Whereas anti-Semitism in Europe’s western countries is growing, Jews in Hungary live in safety, Fidesz MEP Balázs Hidvéghi told a plenary session of the European Parliament in Strasbourg. “The only possible approach to anti-Semitism is zero tolerance,” Hidvéghi told the session dedicated to efforts against racism and hatred. “Hungary’s public and politicians fully agree on that point.” Hidvéghi warned that the appearance of radical Islamic anti-Semitism in Europe had contributed to an increase in the number of anti-Semitic attacks. “This is another reason for firm action against illegal migration.”
Speaking for the Croatian presidency of the Council of the European Union, Nikolina Brnjac raised concern that xenophobia was growing in the EU. Whereas legal means against discrimination and racism do exist, she said, these need to be embedded in national legislation.

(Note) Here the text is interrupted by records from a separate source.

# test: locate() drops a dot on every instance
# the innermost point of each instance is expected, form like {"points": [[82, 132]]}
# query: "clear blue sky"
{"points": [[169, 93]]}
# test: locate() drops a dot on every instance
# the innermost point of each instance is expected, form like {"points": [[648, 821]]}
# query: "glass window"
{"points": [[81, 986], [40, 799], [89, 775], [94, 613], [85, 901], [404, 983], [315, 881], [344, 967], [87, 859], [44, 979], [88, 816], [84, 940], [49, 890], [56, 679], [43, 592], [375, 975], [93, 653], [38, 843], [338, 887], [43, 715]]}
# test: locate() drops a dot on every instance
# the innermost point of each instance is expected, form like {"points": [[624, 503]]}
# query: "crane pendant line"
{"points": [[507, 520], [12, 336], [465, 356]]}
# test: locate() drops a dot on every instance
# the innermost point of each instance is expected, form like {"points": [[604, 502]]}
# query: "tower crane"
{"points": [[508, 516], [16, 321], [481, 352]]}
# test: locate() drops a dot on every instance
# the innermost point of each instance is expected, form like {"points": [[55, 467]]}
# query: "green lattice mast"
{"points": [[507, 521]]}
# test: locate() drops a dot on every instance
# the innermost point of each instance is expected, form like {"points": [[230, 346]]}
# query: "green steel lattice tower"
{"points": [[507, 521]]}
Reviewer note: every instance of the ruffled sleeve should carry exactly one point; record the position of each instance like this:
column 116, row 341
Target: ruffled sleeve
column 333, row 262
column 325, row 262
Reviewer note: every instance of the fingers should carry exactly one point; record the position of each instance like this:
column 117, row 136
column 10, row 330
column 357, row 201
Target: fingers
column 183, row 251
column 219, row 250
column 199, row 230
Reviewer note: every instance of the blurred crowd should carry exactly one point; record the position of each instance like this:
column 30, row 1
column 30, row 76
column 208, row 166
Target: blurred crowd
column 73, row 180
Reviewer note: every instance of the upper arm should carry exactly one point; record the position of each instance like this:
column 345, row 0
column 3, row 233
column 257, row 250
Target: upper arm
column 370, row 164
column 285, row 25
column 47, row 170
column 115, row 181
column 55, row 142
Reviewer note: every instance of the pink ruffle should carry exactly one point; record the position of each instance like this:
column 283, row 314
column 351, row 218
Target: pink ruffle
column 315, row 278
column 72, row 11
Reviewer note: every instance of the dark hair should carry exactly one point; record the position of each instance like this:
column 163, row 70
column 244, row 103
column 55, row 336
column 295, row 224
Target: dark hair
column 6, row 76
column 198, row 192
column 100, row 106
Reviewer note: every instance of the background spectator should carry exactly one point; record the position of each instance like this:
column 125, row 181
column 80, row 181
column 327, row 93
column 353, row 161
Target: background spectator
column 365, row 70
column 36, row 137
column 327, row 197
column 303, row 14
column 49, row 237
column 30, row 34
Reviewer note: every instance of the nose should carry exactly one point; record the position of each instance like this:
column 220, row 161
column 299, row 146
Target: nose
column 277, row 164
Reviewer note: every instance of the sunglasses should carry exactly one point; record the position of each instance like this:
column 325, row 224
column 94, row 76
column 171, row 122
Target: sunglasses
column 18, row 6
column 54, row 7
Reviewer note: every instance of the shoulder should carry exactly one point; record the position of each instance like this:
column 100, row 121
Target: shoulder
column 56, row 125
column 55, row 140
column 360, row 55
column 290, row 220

Hate crimes should be addressed firmly by the police of member states, she said, adding that it was also important that the victims themselves should turn to the authorities.

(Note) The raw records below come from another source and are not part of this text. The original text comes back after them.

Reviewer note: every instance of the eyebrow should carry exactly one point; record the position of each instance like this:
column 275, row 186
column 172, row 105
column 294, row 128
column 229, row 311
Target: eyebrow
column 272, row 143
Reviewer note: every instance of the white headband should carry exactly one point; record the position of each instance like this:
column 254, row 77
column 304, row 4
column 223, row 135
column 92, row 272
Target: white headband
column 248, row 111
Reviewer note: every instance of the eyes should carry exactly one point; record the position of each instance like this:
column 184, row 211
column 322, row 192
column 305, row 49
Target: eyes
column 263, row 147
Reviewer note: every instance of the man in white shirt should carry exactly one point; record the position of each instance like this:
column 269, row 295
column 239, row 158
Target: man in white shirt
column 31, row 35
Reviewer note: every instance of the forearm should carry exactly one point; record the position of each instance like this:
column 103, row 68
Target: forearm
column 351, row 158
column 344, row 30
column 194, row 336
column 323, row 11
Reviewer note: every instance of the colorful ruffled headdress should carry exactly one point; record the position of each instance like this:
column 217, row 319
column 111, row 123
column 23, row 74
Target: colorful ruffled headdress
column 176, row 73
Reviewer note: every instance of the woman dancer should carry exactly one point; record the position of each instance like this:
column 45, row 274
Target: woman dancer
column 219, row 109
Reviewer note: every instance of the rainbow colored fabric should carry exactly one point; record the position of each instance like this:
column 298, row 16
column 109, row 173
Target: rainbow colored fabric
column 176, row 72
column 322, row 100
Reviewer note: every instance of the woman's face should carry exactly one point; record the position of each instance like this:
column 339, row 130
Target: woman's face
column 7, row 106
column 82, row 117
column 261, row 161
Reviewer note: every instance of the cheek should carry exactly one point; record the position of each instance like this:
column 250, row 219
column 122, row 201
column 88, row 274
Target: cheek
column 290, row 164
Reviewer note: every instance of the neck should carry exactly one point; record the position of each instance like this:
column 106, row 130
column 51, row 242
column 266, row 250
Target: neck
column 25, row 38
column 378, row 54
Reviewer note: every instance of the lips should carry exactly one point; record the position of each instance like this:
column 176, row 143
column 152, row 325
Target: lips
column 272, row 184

EU Commissioner Vera Jourova said hatred endangered democracy and cultural diversity. Xenophobia, she said, was present in many areas of the EU and hate speech was spreading online. The European Commission is making efforts to fight this, she noted.

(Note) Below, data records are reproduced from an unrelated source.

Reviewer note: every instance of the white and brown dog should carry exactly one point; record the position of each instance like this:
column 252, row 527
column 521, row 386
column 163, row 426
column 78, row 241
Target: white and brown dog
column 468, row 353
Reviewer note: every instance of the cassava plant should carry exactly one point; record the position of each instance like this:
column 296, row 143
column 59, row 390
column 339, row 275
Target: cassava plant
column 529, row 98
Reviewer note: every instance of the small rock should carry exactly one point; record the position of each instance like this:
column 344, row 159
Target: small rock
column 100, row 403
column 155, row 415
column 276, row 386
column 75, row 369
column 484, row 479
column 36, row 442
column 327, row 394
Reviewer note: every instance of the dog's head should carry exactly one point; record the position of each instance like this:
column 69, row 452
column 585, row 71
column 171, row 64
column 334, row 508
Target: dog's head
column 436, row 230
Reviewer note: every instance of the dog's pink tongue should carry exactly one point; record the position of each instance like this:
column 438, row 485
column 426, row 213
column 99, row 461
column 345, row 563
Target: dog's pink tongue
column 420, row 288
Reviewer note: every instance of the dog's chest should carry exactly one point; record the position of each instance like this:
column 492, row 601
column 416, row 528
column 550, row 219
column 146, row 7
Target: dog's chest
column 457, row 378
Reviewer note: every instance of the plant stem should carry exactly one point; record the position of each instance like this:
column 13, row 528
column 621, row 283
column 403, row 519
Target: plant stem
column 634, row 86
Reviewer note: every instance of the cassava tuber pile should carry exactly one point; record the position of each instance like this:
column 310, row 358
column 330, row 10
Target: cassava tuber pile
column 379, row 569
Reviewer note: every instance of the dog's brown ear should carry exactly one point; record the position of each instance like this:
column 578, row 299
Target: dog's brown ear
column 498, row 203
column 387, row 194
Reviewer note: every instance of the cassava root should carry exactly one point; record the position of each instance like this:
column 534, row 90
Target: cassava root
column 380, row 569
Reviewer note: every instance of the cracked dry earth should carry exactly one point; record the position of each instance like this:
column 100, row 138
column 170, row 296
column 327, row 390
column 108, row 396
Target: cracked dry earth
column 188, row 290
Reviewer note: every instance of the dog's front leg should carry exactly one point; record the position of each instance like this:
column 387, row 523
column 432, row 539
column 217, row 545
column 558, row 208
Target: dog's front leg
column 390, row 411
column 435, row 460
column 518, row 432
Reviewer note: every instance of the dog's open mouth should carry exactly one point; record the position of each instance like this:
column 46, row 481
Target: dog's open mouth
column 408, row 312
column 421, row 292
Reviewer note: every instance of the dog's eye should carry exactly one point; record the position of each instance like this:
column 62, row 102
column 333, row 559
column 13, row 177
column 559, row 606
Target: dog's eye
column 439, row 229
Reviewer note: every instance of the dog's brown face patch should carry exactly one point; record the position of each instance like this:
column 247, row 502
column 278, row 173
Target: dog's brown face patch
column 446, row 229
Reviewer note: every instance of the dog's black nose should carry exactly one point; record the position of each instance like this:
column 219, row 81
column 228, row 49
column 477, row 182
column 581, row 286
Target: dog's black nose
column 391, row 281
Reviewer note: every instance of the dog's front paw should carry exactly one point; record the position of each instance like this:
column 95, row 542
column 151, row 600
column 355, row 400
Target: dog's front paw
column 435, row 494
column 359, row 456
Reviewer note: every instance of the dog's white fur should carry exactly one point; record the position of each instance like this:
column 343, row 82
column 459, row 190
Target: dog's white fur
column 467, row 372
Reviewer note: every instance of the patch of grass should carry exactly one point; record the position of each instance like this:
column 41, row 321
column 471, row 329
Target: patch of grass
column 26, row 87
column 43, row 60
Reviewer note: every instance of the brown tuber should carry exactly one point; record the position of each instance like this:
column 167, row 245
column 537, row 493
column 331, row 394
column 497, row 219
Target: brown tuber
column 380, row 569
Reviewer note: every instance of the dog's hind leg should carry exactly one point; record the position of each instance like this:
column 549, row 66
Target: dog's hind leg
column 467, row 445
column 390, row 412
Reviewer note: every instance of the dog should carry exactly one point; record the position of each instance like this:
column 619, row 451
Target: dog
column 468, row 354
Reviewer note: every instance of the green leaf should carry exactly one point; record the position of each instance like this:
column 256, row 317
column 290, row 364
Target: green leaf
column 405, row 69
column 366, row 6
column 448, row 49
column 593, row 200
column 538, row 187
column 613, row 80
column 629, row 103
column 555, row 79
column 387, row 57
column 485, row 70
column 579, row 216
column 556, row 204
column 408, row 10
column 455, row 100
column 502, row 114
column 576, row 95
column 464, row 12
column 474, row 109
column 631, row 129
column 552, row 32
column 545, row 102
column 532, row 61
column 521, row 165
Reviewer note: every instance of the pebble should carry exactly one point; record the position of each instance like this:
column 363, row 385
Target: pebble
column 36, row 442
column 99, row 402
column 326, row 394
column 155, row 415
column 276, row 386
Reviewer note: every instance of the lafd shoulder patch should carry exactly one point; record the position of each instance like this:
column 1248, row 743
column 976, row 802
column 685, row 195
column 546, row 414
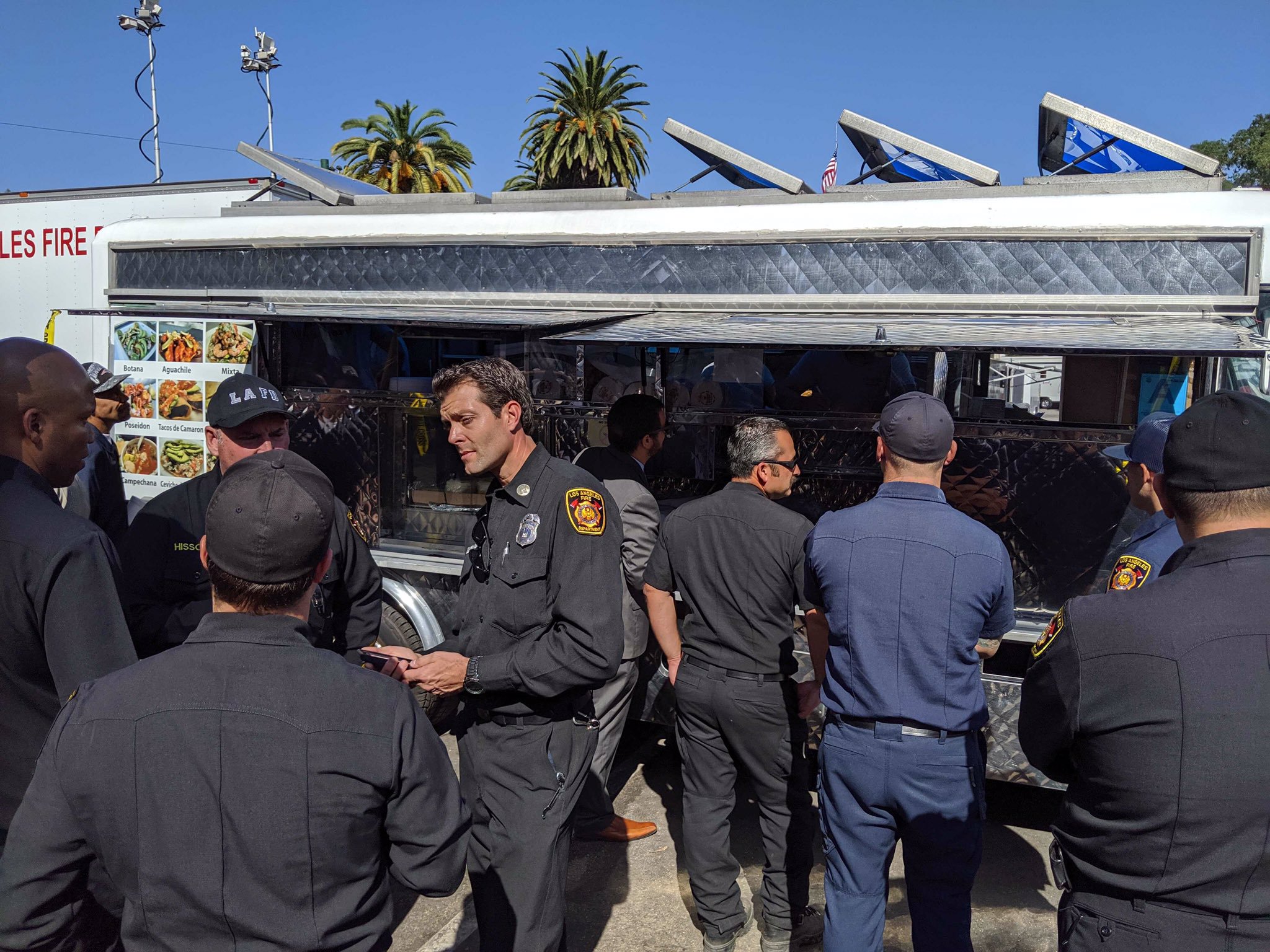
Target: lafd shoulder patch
column 586, row 509
column 1047, row 638
column 1129, row 573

Anna Donáth, MEP of Hungary’s opposition Momentum, said that xenophobia and discrimination were promoted by populist and racist movements. Populist parties of the EU are helping each other in their campaigns, which could create a domino effect and soon destroy the community’s values, she warned. Referring to Hungary, Donáth insisted that its government was waging an anti-Roma campaign. Prime Minister Viktor Orbán “embraces segregation”, she said, adding that he objected to the payments of court-ordered compensation to Roma who had been segregated as students.